Shortcomings in capital mobility and a lack of clarity on tax rules are obstacles for China, MSCI said.
The limited convertibility of the South Korean won was a factor in holding the country back from developed status, according to MSCI. It will remain on review for an upgrade.
Taiwan’s market falls short of developed-nation classification because of market accessibility issues, including the lack of an offshore market for the currency, the index provider said.
“I don’t think anything has improved since the last review,” Pearlyn Wong, a Singapore-based investment analyst at Bank Julius Baer & Co., which oversees about $210 billion worldwide, said by phone on June 10.

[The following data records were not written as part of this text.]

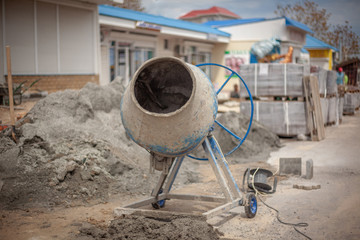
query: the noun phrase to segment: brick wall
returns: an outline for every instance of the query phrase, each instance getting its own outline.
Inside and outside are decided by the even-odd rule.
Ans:
[[[22,83],[26,80],[26,86],[40,79],[29,89],[32,92],[39,89],[52,93],[65,89],[80,89],[88,82],[99,84],[99,75],[13,75],[12,78],[14,83]]]

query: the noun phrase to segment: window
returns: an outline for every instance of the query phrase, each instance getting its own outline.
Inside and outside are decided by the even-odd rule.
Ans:
[[[195,46],[191,46],[190,51],[191,53],[185,58],[186,62],[190,62],[192,65],[211,62],[210,52],[198,52],[198,49]],[[210,66],[202,66],[200,69],[203,70],[209,78],[211,77]]]

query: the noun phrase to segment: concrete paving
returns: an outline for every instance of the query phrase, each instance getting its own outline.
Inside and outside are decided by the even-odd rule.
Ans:
[[[312,159],[314,177],[281,181],[277,193],[266,202],[279,209],[285,221],[307,222],[309,226],[300,230],[312,239],[360,239],[360,113],[345,116],[339,126],[327,127],[323,141],[286,142],[268,162],[278,166],[284,157],[301,157],[303,170],[306,160]],[[307,191],[293,188],[294,184],[321,188]]]
[[[303,163],[313,159],[315,166],[334,166],[360,169],[360,113],[344,116],[343,123],[325,128],[325,139],[319,142],[291,141],[268,162],[278,164],[280,157],[301,157]]]

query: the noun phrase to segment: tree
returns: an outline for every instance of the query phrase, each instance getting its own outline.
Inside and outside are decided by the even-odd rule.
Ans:
[[[352,31],[348,21],[344,25],[337,24],[327,34],[328,43],[340,50],[340,62],[360,54],[360,37]]]
[[[145,10],[145,8],[141,6],[141,0],[124,0],[124,2],[120,4],[120,7],[139,12],[143,12]]]
[[[277,5],[275,14],[278,16],[286,16],[295,21],[307,25],[313,32],[313,36],[326,40],[327,32],[330,29],[328,20],[331,13],[326,12],[326,9],[318,9],[319,5],[305,0],[303,3],[296,3],[294,5]]]
[[[277,5],[275,14],[286,16],[307,25],[314,37],[340,50],[341,61],[360,54],[360,37],[352,31],[348,21],[345,24],[331,25],[328,23],[331,13],[319,9],[319,5],[305,0],[294,5]]]

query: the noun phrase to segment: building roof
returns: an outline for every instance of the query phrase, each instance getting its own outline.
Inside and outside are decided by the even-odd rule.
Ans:
[[[233,20],[219,20],[219,21],[209,21],[206,23],[203,23],[204,25],[215,27],[215,28],[221,28],[221,27],[229,27],[229,26],[235,26],[240,24],[248,24],[248,23],[255,23],[255,22],[262,22],[262,21],[271,21],[276,19],[285,19],[285,25],[290,27],[295,27],[298,29],[301,29],[308,33],[313,33],[313,31],[306,26],[305,24],[302,24],[300,22],[297,22],[295,20],[292,20],[288,17],[279,17],[279,18],[248,18],[248,19],[233,19]]]
[[[302,52],[302,53],[309,53],[309,51],[306,50],[305,48],[301,48],[301,49],[300,49],[300,52]]]
[[[334,50],[335,52],[338,52],[339,49],[313,37],[313,36],[310,36],[310,35],[306,35],[306,44],[304,46],[305,49],[332,49]]]
[[[301,30],[304,30],[305,32],[308,32],[308,33],[314,33],[307,25],[301,23],[301,22],[297,22],[295,20],[292,20],[288,17],[283,17],[285,18],[285,24],[286,26],[291,26],[291,27],[296,27],[296,28],[299,28]]]
[[[110,16],[115,18],[122,18],[133,21],[143,21],[146,23],[157,24],[160,26],[167,26],[185,30],[191,30],[195,32],[203,32],[208,34],[216,34],[219,36],[230,37],[229,33],[220,31],[218,29],[206,26],[203,24],[187,22],[178,19],[166,18],[163,16],[152,15],[144,12],[138,12],[134,10],[112,7],[107,5],[99,6],[99,14],[103,16]]]
[[[110,4],[110,5],[121,5],[124,1],[123,0],[73,0],[76,2],[86,2],[92,4]]]
[[[228,27],[240,24],[247,24],[253,22],[260,22],[266,20],[265,18],[246,18],[246,19],[231,19],[231,20],[217,20],[217,21],[209,21],[203,23],[203,25],[211,26],[211,27]]]
[[[209,9],[193,10],[191,12],[186,13],[185,15],[180,16],[179,18],[189,19],[189,18],[208,16],[208,15],[225,15],[234,18],[240,18],[239,15],[227,10],[226,8],[216,7],[216,6]]]

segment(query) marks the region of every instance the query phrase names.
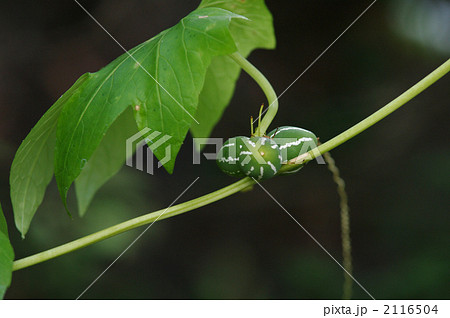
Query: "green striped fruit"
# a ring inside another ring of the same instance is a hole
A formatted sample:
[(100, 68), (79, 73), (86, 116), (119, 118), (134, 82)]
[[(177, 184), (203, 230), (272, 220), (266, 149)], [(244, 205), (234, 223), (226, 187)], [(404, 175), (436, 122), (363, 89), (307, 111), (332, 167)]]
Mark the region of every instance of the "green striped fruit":
[[(317, 147), (316, 135), (303, 128), (281, 126), (269, 132), (268, 136), (278, 144), (283, 163)], [(297, 172), (302, 167), (283, 174)]]
[(244, 146), (245, 139), (249, 138), (244, 136), (230, 138), (220, 148), (216, 162), (224, 173), (233, 177), (245, 177), (239, 164), (239, 152)]
[(268, 133), (280, 147), (283, 162), (291, 160), (317, 147), (317, 137), (309, 130), (281, 126)]
[(281, 154), (275, 141), (267, 137), (244, 139), (239, 153), (241, 171), (257, 180), (272, 178), (281, 168)]

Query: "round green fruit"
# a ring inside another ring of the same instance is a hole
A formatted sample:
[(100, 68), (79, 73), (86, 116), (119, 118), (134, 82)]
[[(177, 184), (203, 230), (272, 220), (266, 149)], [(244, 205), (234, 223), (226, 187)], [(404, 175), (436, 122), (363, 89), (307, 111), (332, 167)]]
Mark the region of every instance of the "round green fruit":
[(283, 162), (298, 157), (317, 147), (317, 137), (309, 130), (281, 126), (268, 133), (280, 148)]
[(233, 177), (245, 177), (239, 164), (239, 153), (244, 146), (243, 140), (245, 139), (249, 138), (244, 136), (230, 138), (220, 148), (216, 162), (224, 173)]
[(275, 141), (267, 137), (244, 139), (239, 153), (241, 171), (257, 180), (272, 178), (281, 168), (280, 149)]
[[(283, 163), (317, 147), (316, 135), (309, 130), (299, 127), (281, 126), (269, 132), (268, 135), (278, 144)], [(286, 171), (282, 174), (295, 173), (303, 166), (301, 165), (298, 169)]]

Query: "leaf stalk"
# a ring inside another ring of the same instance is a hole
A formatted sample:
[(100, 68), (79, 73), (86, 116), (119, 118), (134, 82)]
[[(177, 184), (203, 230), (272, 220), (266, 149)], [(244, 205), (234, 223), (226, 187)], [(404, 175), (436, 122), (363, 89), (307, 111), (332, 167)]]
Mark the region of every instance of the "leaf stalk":
[(266, 133), (270, 126), (270, 123), (275, 118), (278, 111), (278, 97), (267, 78), (245, 57), (243, 57), (239, 52), (234, 52), (229, 55), (237, 64), (239, 64), (242, 69), (250, 75), (255, 82), (261, 87), (264, 94), (266, 95), (267, 101), (269, 102), (269, 108), (266, 114), (261, 119), (261, 112), (258, 117), (259, 125), (255, 130), (255, 136), (262, 137)]

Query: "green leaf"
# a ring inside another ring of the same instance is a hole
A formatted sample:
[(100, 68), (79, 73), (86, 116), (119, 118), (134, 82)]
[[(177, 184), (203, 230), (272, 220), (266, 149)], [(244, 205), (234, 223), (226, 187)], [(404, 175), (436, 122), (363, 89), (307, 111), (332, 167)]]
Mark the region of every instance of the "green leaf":
[(5, 216), (2, 212), (2, 204), (0, 203), (0, 233), (8, 236), (8, 225), (6, 224)]
[[(228, 29), (231, 18), (243, 17), (219, 8), (193, 11), (93, 74), (82, 93), (67, 101), (55, 147), (55, 177), (65, 205), (70, 185), (129, 106), (140, 130), (148, 127), (171, 137), (171, 156), (164, 167), (172, 173), (211, 58), (236, 51)], [(162, 160), (166, 147), (153, 152)]]
[[(0, 204), (0, 223), (6, 226), (5, 216), (3, 215)], [(4, 231), (3, 225), (0, 232), (0, 299), (5, 296), (6, 289), (11, 284), (12, 268), (14, 261), (14, 251), (8, 239), (8, 234)]]
[(20, 145), (11, 166), (10, 187), (14, 220), (22, 237), (44, 198), (53, 176), (55, 131), (62, 106), (75, 96), (90, 74), (84, 74), (42, 116)]
[[(239, 52), (244, 57), (256, 48), (273, 49), (275, 47), (272, 15), (263, 0), (203, 0), (200, 4), (200, 8), (211, 6), (249, 18), (249, 20), (232, 20), (230, 23), (230, 32)], [(210, 136), (212, 129), (230, 103), (240, 70), (240, 67), (228, 56), (213, 58), (206, 73), (205, 85), (200, 94), (195, 115), (200, 124), (191, 126), (194, 137)], [(254, 105), (254, 107), (257, 106)]]
[(98, 189), (119, 172), (126, 160), (126, 140), (138, 132), (131, 109), (112, 124), (91, 159), (75, 180), (80, 216), (86, 213)]

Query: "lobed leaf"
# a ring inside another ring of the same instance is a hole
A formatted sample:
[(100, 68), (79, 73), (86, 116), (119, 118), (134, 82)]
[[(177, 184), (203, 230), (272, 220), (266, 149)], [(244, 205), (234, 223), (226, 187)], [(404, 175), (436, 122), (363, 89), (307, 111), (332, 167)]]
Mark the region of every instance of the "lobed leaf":
[[(130, 106), (139, 130), (150, 128), (170, 137), (164, 166), (171, 173), (189, 127), (195, 136), (209, 136), (231, 99), (240, 69), (224, 55), (237, 48), (248, 55), (256, 47), (273, 46), (272, 18), (264, 1), (202, 1), (174, 27), (99, 72), (83, 75), (17, 151), (10, 183), (22, 236), (53, 173), (64, 205), (76, 180), (80, 214), (85, 213), (96, 191), (126, 160), (126, 138), (138, 131), (129, 114), (121, 116)], [(149, 141), (162, 160), (166, 147), (152, 145)]]
[[(92, 74), (80, 94), (66, 101), (55, 146), (55, 177), (65, 205), (70, 185), (112, 123), (130, 106), (140, 130), (170, 136), (171, 156), (164, 167), (172, 173), (194, 121), (211, 58), (236, 51), (228, 29), (231, 18), (243, 17), (220, 8), (193, 11)], [(159, 160), (166, 156), (165, 148), (153, 149)]]
[[(264, 4), (264, 0), (203, 0), (199, 7), (212, 6), (248, 18), (248, 20), (235, 19), (230, 23), (230, 32), (238, 51), (244, 57), (256, 48), (273, 49), (275, 47), (272, 15)], [(205, 85), (200, 94), (195, 115), (200, 124), (191, 126), (194, 137), (210, 136), (230, 103), (240, 70), (240, 67), (227, 56), (213, 58), (206, 73)], [(259, 105), (255, 105), (257, 106)]]
[(58, 117), (67, 100), (76, 96), (91, 75), (81, 76), (42, 116), (20, 145), (11, 166), (10, 187), (14, 220), (22, 237), (44, 198), (53, 176), (55, 131)]

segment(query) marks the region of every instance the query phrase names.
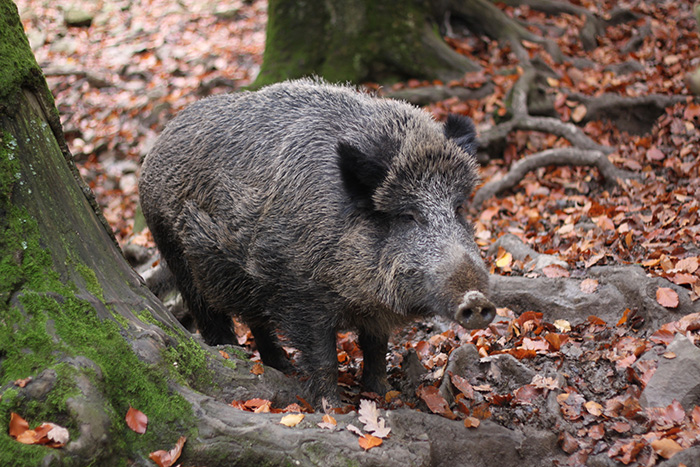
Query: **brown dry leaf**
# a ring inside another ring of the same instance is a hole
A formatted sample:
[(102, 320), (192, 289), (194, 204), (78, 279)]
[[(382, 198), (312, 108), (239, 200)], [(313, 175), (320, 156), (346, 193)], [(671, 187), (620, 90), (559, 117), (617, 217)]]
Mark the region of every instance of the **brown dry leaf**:
[(219, 350), (219, 353), (220, 353), (221, 356), (224, 357), (226, 360), (228, 360), (228, 359), (231, 358), (231, 357), (229, 356), (229, 354), (227, 354), (227, 353), (224, 352), (223, 350)]
[(129, 410), (126, 411), (126, 424), (132, 431), (142, 435), (148, 427), (148, 417), (140, 410), (129, 406)]
[(435, 386), (421, 386), (416, 393), (418, 397), (423, 399), (423, 402), (425, 402), (431, 412), (451, 420), (457, 418), (450, 410), (450, 406), (447, 404), (445, 398), (442, 397), (440, 391)]
[(666, 352), (666, 353), (663, 354), (663, 357), (664, 357), (664, 358), (667, 358), (667, 359), (669, 359), (669, 360), (672, 360), (672, 359), (676, 358), (677, 355), (676, 355), (675, 353), (673, 353), (673, 352)]
[(569, 277), (569, 271), (564, 269), (562, 266), (559, 266), (558, 264), (550, 264), (549, 266), (545, 266), (542, 268), (542, 272), (545, 276), (550, 278)]
[(29, 429), (29, 423), (16, 413), (10, 413), (10, 436), (17, 438)]
[(464, 394), (464, 397), (467, 399), (474, 399), (474, 388), (472, 387), (471, 383), (467, 380), (467, 378), (462, 378), (459, 375), (453, 374), (451, 371), (448, 372), (450, 375), (450, 381), (452, 381), (452, 384), (459, 389), (459, 391)]
[(253, 409), (254, 413), (270, 413), (270, 409), (272, 408), (272, 402), (270, 401), (265, 401), (262, 405), (258, 406), (257, 408)]
[(391, 402), (401, 395), (401, 391), (389, 391), (384, 395), (384, 400), (386, 402)]
[(584, 404), (589, 414), (599, 417), (603, 414), (603, 406), (595, 401), (588, 401)]
[(254, 375), (261, 375), (261, 374), (265, 373), (265, 368), (263, 368), (263, 366), (260, 363), (256, 363), (250, 369), (250, 372), (253, 373)]
[(319, 428), (324, 428), (326, 430), (335, 430), (338, 426), (338, 422), (335, 420), (335, 418), (326, 414), (323, 416), (323, 421), (321, 423), (317, 423), (317, 425)]
[(290, 413), (289, 415), (282, 417), (282, 420), (280, 420), (280, 425), (291, 428), (293, 426), (297, 426), (302, 420), (304, 420), (303, 413)]
[(676, 263), (676, 269), (685, 271), (687, 273), (694, 273), (700, 267), (700, 260), (697, 256), (691, 256), (689, 258), (683, 258)]
[(670, 438), (657, 439), (651, 442), (654, 451), (664, 459), (670, 459), (684, 448)]
[(662, 161), (666, 158), (666, 155), (661, 152), (656, 146), (652, 146), (647, 151), (647, 159), (650, 161)]
[(27, 383), (29, 383), (32, 380), (31, 376), (28, 376), (24, 379), (18, 379), (17, 381), (14, 382), (15, 386), (19, 386), (21, 388), (25, 387)]
[(678, 306), (678, 294), (668, 287), (656, 289), (656, 301), (665, 308), (676, 308)]
[(481, 420), (476, 417), (466, 417), (464, 419), (464, 426), (466, 428), (478, 428), (481, 425)]
[(377, 404), (362, 399), (360, 401), (360, 409), (357, 411), (358, 420), (364, 424), (365, 431), (372, 433), (378, 438), (386, 438), (391, 432), (391, 428), (385, 426), (385, 420), (379, 417)]
[(360, 447), (365, 451), (382, 445), (382, 439), (372, 435), (363, 435), (358, 439)]
[(158, 464), (159, 467), (171, 467), (178, 460), (180, 454), (182, 454), (182, 447), (185, 445), (186, 440), (187, 438), (180, 436), (180, 439), (175, 443), (175, 447), (170, 451), (155, 451), (148, 457)]
[(576, 438), (571, 436), (566, 431), (559, 435), (559, 444), (561, 445), (561, 449), (567, 454), (572, 454), (578, 451), (579, 448)]
[(554, 320), (554, 327), (557, 328), (557, 331), (565, 333), (565, 332), (571, 332), (571, 323), (569, 323), (565, 319), (557, 319)]
[(502, 256), (499, 256), (499, 258), (496, 260), (496, 266), (503, 269), (506, 267), (510, 267), (510, 264), (513, 262), (513, 255), (508, 253), (507, 251), (504, 251)]
[(581, 281), (581, 292), (583, 293), (593, 293), (598, 288), (598, 281), (596, 279), (584, 279)]
[(571, 112), (571, 120), (578, 123), (581, 120), (583, 120), (583, 117), (586, 116), (586, 113), (588, 113), (586, 106), (583, 104), (580, 104), (580, 105), (576, 106), (576, 108)]

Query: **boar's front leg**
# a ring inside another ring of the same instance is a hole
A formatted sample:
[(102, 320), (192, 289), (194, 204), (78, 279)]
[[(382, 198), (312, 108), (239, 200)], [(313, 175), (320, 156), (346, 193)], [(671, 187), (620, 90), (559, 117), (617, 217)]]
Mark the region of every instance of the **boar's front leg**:
[(301, 351), (300, 367), (308, 377), (306, 392), (311, 398), (309, 402), (320, 408), (325, 398), (331, 406), (340, 407), (336, 328), (318, 316), (300, 323), (305, 326), (295, 326), (288, 337)]
[(389, 336), (383, 333), (359, 331), (360, 348), (363, 355), (362, 386), (365, 391), (381, 396), (391, 389), (386, 379), (386, 349)]

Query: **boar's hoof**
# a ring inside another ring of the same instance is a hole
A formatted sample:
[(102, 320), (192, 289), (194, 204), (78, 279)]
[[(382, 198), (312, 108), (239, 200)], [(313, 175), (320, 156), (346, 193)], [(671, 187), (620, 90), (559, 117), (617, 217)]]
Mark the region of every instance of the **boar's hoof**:
[(496, 316), (496, 307), (477, 290), (470, 290), (464, 294), (462, 303), (457, 307), (455, 321), (465, 329), (478, 329), (486, 327)]

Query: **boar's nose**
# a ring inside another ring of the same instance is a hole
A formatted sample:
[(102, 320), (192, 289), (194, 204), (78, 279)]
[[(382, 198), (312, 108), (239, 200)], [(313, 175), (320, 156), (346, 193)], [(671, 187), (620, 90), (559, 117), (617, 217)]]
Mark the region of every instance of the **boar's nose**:
[(465, 329), (479, 329), (486, 327), (495, 316), (493, 303), (478, 290), (470, 290), (457, 307), (455, 321)]

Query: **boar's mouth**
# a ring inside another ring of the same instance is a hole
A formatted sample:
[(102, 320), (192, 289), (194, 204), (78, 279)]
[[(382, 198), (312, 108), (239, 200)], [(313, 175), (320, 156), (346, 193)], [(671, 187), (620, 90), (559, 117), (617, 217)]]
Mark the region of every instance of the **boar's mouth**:
[(457, 306), (454, 319), (465, 329), (479, 329), (486, 327), (495, 316), (496, 307), (493, 303), (483, 293), (470, 290)]

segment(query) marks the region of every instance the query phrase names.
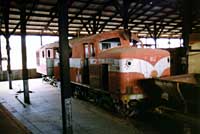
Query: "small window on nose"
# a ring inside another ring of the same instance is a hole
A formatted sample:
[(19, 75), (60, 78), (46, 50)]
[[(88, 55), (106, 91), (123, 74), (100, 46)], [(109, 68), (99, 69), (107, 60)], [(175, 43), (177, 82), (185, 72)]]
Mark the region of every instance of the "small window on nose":
[(169, 63), (169, 61), (170, 61), (169, 58), (167, 58), (167, 62), (168, 62), (168, 63)]

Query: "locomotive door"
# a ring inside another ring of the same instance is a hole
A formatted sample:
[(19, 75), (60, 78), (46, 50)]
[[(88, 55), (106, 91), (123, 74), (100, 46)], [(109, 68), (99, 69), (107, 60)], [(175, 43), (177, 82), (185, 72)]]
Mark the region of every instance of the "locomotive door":
[(83, 75), (82, 80), (84, 84), (89, 84), (89, 58), (94, 56), (94, 44), (84, 43), (84, 60), (83, 60)]

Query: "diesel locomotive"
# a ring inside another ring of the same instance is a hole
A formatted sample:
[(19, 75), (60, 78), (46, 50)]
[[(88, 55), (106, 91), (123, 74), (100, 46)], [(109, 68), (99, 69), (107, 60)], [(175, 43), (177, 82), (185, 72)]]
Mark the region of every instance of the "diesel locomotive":
[[(148, 97), (138, 80), (170, 75), (169, 52), (144, 48), (126, 30), (71, 39), (69, 46), (74, 94), (97, 102), (109, 100), (117, 109), (128, 111), (134, 102)], [(59, 80), (58, 42), (42, 46), (36, 54), (37, 72)]]

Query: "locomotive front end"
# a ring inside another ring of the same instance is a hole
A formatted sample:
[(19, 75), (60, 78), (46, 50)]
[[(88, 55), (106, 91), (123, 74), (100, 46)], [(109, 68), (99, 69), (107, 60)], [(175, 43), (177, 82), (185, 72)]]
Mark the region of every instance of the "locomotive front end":
[(145, 97), (137, 81), (170, 75), (170, 56), (165, 50), (117, 47), (99, 55), (108, 64), (108, 85), (113, 98), (123, 104)]

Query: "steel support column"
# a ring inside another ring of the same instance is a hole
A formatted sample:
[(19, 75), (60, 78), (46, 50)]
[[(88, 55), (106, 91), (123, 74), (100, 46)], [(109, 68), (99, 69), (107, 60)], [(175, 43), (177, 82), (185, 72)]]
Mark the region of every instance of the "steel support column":
[(157, 34), (158, 34), (158, 29), (156, 23), (154, 23), (154, 31), (153, 31), (153, 39), (155, 41), (155, 48), (157, 48)]
[(0, 35), (0, 71), (2, 71), (1, 35)]
[(29, 86), (28, 86), (28, 70), (27, 70), (27, 55), (26, 55), (26, 9), (21, 9), (21, 51), (22, 51), (22, 79), (24, 89), (24, 102), (30, 104)]
[(129, 16), (128, 16), (128, 9), (129, 9), (129, 0), (123, 0), (123, 26), (124, 29), (128, 29), (128, 22), (129, 22)]
[(158, 26), (156, 22), (154, 22), (153, 30), (151, 30), (150, 27), (151, 26), (149, 25), (145, 25), (145, 28), (148, 30), (150, 37), (153, 38), (155, 41), (155, 48), (157, 48), (157, 39), (160, 37), (164, 26)]
[(12, 75), (12, 71), (11, 71), (11, 65), (10, 65), (10, 42), (9, 42), (9, 37), (10, 35), (7, 35), (6, 34), (6, 51), (7, 51), (7, 62), (8, 62), (8, 65), (7, 65), (7, 77), (8, 77), (8, 82), (9, 82), (9, 89), (12, 89), (12, 78), (11, 78), (11, 75)]
[(189, 34), (192, 30), (192, 3), (193, 0), (183, 1), (183, 46), (186, 48), (185, 58), (182, 58), (182, 71), (183, 73), (188, 73), (188, 53), (189, 53)]
[(72, 134), (72, 109), (69, 72), (68, 0), (59, 0), (59, 47), (63, 134)]
[(96, 16), (93, 18), (93, 27), (92, 27), (92, 34), (96, 34), (97, 33), (97, 20), (96, 20)]
[(5, 1), (4, 3), (5, 10), (3, 12), (4, 15), (4, 21), (5, 21), (5, 38), (6, 38), (6, 51), (7, 51), (7, 77), (8, 77), (8, 82), (9, 82), (9, 89), (12, 89), (12, 72), (11, 72), (11, 65), (10, 65), (10, 33), (9, 33), (9, 9), (10, 9), (10, 0)]

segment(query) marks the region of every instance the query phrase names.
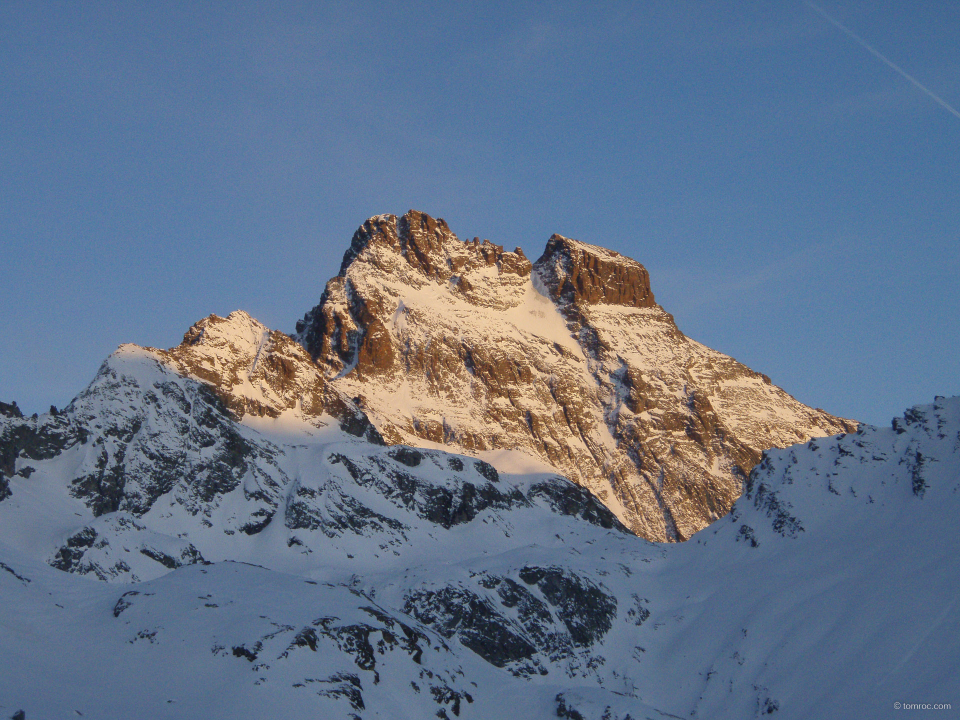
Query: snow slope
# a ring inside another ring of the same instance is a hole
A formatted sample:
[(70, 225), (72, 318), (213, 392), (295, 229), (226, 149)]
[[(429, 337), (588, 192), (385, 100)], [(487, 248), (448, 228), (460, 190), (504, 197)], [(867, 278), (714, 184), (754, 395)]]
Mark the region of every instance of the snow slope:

Investor expectations for an upgrade had been low for South Korea because the market has underperformed among emerging markets, according to Heo Pil Seok, the Seoul-based chief executive officer at Midas International Asset Management Ltd., which oversees about $6.4 billion.
“Other emerging markets like Malaysia, Indonesia and Thailand have become more attractive to investors, with South Korea underperforming since 2009 when expectations for an upgrade was at its highest level,” he said by phone on June 10.
South Korea’s Kospi (KOSPI) index has risen 39 percent in the four years to June 10, compared with gains of at least 65 percent for benchmark indexes in the three Southeast Asian nations. Taiwan’s Taiex Index has advanced 39 percent.
MSCI decided against including Israel in its Europe Index, a change that Ester Levanon, the Tel Aviv bourse’s chief executive officer, said would have lured more foreign capital.
Institutional investors consulted “are not supportive of an inclusion of the MSCI Israel Index” in the MSCI Europe Index, the index provider said. Levanon said June 6 the move to the MSCI Europe gauge would bring an additional flow of $1 billion to $2 billion.